Also, remember when Animal Kingdom Lodge first opened, one could not go walk around that resort unless you were a registered guest, visiting a registered guest or holding a meal reservation.  So there is precedent for Disney restricting access for people who are resort guests.

It will be interesting to see how Disney handles this at Aulani.

H


----------



## Werner Weiss (Sep 6, 2011)

heathpack said:


> A friend of mine was staying at the JW around the Opening Day hoopla.  She wanted to just walk through & take a look but were told no, although she had the impression she was possibly trying on a press day before the official soft opening day- however she was told "registered guests only to walk onto property."
> 
> Also, remember when Animal Kingdom Lodge first opened, one could not go walk around that resort unless you were a registered guest, visiting a registered guest or holding a meal reservation.  So there is precedent for Disney restricting access for people who are resort guests.
> 
> ...


Aulani had Disney cast members as registered guests for around a week before the official, public opening on August 29. Perhaps your friend tried to visit on one of those pre-opening days.

According to Disney’s Aulani resort opens to packed house at the KHON-2 website:

Although the beach and pool areas at the resort as well as restaurant and lounges are open to the general public, there are some restrictions.

“For our hotel guests we do wrist band them so they can use the water slides and the pools and they have exclusive use of those,” said [Disney publicist John] McClintock.  “We do invite everyone to come and enjoy what’s available.”​


----------



## frank808 (Sep 6, 2011)

Aulani guests must change writsbands everyday.  They use a plastic clip on wristband.  

MKO uses a paper wristband for guests and a rubber wristband for owners.  They change colors of the wristbands everyweek.


----------



## larryallen (Sep 12, 2011)

frank808 said:


> MKO uses a paper wristband for guests and a rubber wristband for owners.  They change colors of the wristbands everyweek.



When I was at MKO in February everybody got rubber wristbands. Different color for owner or guests.

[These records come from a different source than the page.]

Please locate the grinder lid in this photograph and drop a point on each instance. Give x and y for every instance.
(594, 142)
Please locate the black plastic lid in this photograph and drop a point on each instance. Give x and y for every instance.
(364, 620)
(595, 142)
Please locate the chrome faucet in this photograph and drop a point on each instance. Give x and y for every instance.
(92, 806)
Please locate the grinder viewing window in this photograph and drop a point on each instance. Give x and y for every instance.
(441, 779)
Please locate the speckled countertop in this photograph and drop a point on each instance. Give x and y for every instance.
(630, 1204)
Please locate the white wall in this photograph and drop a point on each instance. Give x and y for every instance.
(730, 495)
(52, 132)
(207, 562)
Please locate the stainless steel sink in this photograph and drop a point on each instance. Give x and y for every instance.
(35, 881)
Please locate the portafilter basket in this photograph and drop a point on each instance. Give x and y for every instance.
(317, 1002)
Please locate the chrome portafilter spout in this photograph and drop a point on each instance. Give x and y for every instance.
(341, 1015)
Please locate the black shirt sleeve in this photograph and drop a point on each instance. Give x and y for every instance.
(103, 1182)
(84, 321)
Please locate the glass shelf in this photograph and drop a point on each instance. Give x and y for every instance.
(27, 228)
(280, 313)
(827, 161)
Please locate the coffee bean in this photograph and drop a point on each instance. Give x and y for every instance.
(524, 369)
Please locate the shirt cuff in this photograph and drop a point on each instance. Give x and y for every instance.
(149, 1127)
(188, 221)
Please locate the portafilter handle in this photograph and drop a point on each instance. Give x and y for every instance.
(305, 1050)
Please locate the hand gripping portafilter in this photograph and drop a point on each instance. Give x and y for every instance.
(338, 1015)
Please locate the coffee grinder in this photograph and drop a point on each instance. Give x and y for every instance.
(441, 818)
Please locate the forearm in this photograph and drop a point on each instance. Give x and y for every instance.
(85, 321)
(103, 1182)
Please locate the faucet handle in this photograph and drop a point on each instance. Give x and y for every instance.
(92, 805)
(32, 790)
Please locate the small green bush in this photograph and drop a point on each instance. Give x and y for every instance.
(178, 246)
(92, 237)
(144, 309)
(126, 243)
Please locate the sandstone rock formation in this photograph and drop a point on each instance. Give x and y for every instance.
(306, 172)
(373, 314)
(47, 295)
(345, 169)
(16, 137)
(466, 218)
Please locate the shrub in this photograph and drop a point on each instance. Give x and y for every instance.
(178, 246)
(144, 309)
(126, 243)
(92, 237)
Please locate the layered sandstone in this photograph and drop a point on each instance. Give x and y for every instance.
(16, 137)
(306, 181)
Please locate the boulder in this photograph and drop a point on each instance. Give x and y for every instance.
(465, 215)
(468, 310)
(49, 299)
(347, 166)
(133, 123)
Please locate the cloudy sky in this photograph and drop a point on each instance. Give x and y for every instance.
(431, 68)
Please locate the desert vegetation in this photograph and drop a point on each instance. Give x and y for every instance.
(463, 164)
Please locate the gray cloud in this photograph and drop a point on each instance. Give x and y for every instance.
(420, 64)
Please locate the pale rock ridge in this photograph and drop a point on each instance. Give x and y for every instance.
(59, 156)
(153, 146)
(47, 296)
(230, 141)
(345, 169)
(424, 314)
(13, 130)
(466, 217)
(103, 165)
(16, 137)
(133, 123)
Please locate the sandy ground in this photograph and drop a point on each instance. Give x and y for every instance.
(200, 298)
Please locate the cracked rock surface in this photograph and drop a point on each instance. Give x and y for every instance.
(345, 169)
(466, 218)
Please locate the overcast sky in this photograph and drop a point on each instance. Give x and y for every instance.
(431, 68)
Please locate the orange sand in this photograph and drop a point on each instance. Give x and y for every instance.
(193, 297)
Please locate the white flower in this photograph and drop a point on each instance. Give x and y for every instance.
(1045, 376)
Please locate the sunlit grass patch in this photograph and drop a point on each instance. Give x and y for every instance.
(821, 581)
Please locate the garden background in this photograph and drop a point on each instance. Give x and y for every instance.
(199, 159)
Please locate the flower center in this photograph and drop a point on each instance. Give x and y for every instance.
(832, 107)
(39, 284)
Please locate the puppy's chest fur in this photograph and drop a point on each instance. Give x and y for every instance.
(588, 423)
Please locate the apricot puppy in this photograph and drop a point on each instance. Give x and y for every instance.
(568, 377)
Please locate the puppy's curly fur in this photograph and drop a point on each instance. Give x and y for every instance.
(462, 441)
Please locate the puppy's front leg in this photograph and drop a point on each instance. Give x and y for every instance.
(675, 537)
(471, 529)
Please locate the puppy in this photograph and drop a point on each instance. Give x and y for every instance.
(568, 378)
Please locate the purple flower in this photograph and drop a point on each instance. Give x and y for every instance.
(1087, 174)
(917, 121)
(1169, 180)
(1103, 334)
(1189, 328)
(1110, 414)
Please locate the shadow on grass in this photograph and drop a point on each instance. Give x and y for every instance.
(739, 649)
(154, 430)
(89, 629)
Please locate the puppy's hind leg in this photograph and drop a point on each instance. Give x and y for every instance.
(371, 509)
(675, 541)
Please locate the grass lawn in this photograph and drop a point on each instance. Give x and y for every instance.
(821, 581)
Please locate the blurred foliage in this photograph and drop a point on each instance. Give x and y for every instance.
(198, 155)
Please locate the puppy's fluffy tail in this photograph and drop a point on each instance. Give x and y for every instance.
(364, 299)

The year prior they had paper wristbands for guests.


----------



## jancurious (Sep 12, 2011)

We are staying at Marriott Ko Olina and just did the Disney "open house" today.  They can not sell points right now because they have filed with the state of Hawaii to raise maintenance fees and are waiting for that approval to come through.  

The property is gorgeous.  Our sales representative told us it cost $1 Billion to build and I can believe it.

There is a locked gate from the lagoon into the resort that you can only access if you have a room key.  

As far as the Ko Olina wristband discussion - rubber bands for owners & traders (yellow for owner - pink for trader).  We have also seen paper ones that appear to be renters.

Jan


----------



## tandemrider (Sep 26, 2011)

What about guest of owners?  What color/type of wrist bands at MKO?


----------